Il y a quelque chose qui m'a toujours intrigué dans le texte des Actes que nous venons de lire. Pourquoi l'ange s'est-il donné la peine de fermer les portes de la prison après avoir laissé sortir les apôtres ?... En effet, au début du texte, Luc dit que l'ange du Seigneur a ouvert les portes de la prison et a fait sortir les apôtres ; mais quand le gardien du temple arrive le matin, il trouve les portes bien fermées !  Il doit y avoir une signification symbolique dans cette histoire de portes ouvertes et puis verrouillées.

18 avril 2023 – Mardi de la 2ème semaine de Pâques

Ac 4, 32-37; Jn 3, 7b-15 

H O M É L I E

 

          Depuis hier nous lisons à l’Évangile le lectionnaire nous fait lire le récit de la rencontre de Jésus avec Nicodème, dont nous entendrons la suite au cours des prochains jours.
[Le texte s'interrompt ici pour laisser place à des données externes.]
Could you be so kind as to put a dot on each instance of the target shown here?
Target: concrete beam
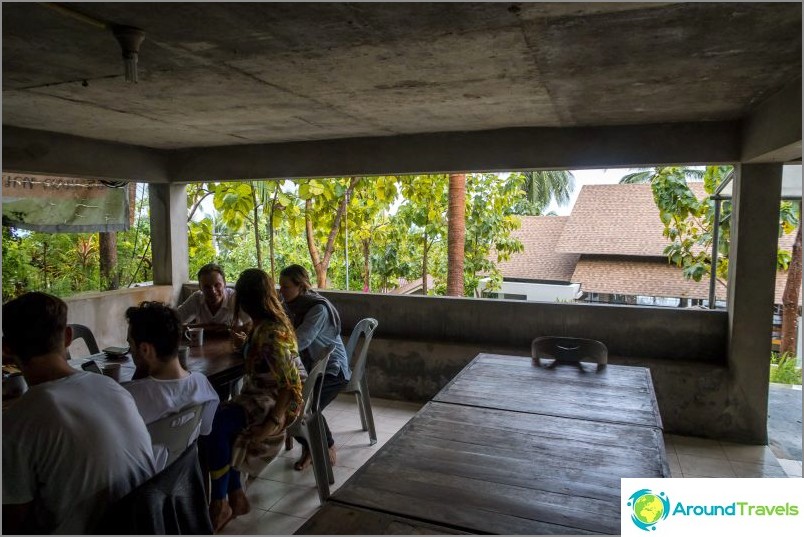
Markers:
(494, 150)
(772, 132)
(35, 151)
(168, 205)
(752, 274)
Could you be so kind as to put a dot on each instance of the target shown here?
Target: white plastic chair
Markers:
(310, 426)
(358, 384)
(175, 431)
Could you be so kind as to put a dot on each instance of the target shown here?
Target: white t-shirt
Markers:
(157, 398)
(195, 309)
(72, 446)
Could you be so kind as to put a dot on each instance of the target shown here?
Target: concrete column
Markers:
(168, 204)
(752, 273)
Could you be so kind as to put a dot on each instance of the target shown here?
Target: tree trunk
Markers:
(107, 245)
(790, 299)
(424, 265)
(320, 275)
(270, 229)
(322, 264)
(256, 226)
(456, 233)
(366, 265)
(132, 203)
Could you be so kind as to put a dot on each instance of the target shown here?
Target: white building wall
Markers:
(539, 292)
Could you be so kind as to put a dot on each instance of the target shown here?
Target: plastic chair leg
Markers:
(359, 399)
(320, 461)
(366, 408)
(325, 450)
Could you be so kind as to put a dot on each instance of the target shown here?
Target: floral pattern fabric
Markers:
(271, 395)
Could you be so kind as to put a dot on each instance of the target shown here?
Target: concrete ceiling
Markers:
(223, 74)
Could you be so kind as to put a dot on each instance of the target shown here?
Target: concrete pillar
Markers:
(168, 204)
(752, 273)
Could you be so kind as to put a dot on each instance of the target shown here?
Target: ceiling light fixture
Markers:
(130, 39)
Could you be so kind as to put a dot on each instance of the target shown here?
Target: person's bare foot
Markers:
(304, 461)
(239, 502)
(220, 513)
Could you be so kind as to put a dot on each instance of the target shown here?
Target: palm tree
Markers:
(456, 234)
(646, 175)
(541, 187)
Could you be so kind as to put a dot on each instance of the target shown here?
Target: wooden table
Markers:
(215, 359)
(616, 394)
(499, 451)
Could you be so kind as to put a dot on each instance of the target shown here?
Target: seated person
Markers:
(74, 442)
(154, 332)
(253, 423)
(318, 327)
(212, 306)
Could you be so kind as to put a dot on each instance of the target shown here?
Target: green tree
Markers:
(489, 223)
(540, 187)
(456, 235)
(424, 213)
(689, 224)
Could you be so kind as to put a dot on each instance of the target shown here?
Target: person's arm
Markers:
(314, 322)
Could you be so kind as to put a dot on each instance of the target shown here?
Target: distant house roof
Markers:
(539, 260)
(412, 286)
(618, 250)
(616, 220)
(641, 276)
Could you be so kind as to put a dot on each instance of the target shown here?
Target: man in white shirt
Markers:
(154, 332)
(74, 442)
(213, 305)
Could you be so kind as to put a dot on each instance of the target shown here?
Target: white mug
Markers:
(195, 336)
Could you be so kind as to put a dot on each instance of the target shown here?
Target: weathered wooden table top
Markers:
(483, 458)
(617, 394)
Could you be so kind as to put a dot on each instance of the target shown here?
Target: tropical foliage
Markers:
(68, 263)
(358, 233)
(689, 224)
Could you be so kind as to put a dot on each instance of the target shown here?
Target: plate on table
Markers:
(116, 353)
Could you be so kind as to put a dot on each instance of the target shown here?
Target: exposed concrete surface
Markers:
(784, 421)
(105, 312)
(223, 73)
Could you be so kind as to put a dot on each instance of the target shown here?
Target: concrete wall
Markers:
(104, 312)
(422, 342)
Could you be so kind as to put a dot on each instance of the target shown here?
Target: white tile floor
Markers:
(282, 499)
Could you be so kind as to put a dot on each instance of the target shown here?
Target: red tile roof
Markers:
(622, 223)
(616, 220)
(539, 260)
C’est dire l’importance de ce récit en ce temps pascal. 

          Le récit des Actes des Apôtres, que nous avons comme première lecture tout au long de cette semaine nous montre ce petit groupe d’Apôtres et de Disciples de Jésus, qui, lorsqu’ils furent remplis de l’Esprit Saint qui leur fut communiqué par Jésus après sa Résurrection, passèrent subitement d’une foi qui était tout aussi ambigüe que celle de Nicodème à une foi courageuse et totale.  Dans la lecture d’aujourd’hui nous les voyons mettre tout en commun avec un certain enthousiasme. La suite du récit nous montrera que ce ne fut pas toujours aussi facile et aussi absolu.

          Peu de temps avant la mort de Jésus, alors que celui-ci avait déjà annoncé sa passion, les Apôtres discutaient encore entre eux pour savoir lequel aurait la première place dans son royaume, lequel serait premier ministre, ministre des finances, ministre de ceci ou de cela (abbé, prieur, cellérier...).  Ils étaient encore tout centrés sur leurs désirs individuels.  Ils étaient un groupe d’individus qui suivaient Jésus avec une foi réelle, mais une foi encore ambigüe.  Ils voulaient se donner à Jésus, mais ne pas se perdre.  Ils recherchaient des honneurs et des intérêts personnels.  Maintenant, transformés par l’Esprit, ils sont devenus une véritable communauté, une véritable Église.  Ils n’ont pas peur de tout donner, de tout risquer pour le nom de Jésus. Après avoir été mis en prison pour avoir prêché le nom de Jésus, ils se remettront à le prêcher dès qu’ils seront mystérieusement délivrés de la prison durant la nuit.

          En ce temps pascal, où nous avons renouvelé l’expression de notre foi au Christ, par le renouvellement de nos engagements baptismaux, demandons à Jésus de nous combler nous aussi de son Esprit, de faire de chacune de nos communautés des lieux où, selon les mots de saint Paul repris par Benoît dans sa Règle, chacun recherche non ce qui lui est favorable et agréable, mais le bien des autres et de tous. Pour cela demandons pour chacun de nous et pour tous les membres de nos communautés une foi en Jésus qui soit pure et sans partage.